Thanks LondonDragon but now that I have all my powders, I'm still lost   

Can anyone do the calculations for me and tell me how much to add to my tank so I don't mess it up? Please.

I will be dosing 3 times a week with a 50% water change. My pressurised Co2 has been running well and is in the green. I will be making up 500ml at a time using distiled water. I have a dosing bottle that does 10ml shots.

Thanks
John


----------



## GiZZeRR (14 Jun 2009)

Well with no help forth coming, I made it up how I thought/understood it should be. I've started dosing so only time will tell and if the fish survive, I can only assume I'm not overdosing, which is a good thing


----------



## aaronnorth (14 Jun 2009)

hi, mix this:

48g Potassium Nitrate
2.2g Potassium Phosphate (monobasic)
17g Magnesium Sulphate Heptahydrate (Epsom Salts)
5g Aqua Essentials Trace Elements Mix
0.5g E300 Ascorbic Acid
0.2g E202 Potassium Sorbate

500ml distilled water

and dose 5ml per 100l x3 per week.


----------



## GiZZeRR (22 Jun 2009)

Thanks aaronnorth.

I was not far out with my measurements but I adjusted it to your mix.

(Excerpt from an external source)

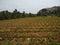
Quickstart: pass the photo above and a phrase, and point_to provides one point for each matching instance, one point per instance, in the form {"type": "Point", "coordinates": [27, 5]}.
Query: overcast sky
{"type": "Point", "coordinates": [32, 6]}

I had some alge problems but reduced the lighting, increased the co2 and started the dosing. Just over 2 weeks now since and already the alge has all but gone and I have noticed the plants have started to look more lush and sprouting new shoots.

Looking like I am on the right track.

Thanks
John


----------



## aaronnorth (23 Jun 2009)

GiZZeRR said:
			
		

> Thanks aaronnorth.
> 
> I was not far out with my measurements but I adjusted it to your mix.
> 
> ...



cool


----------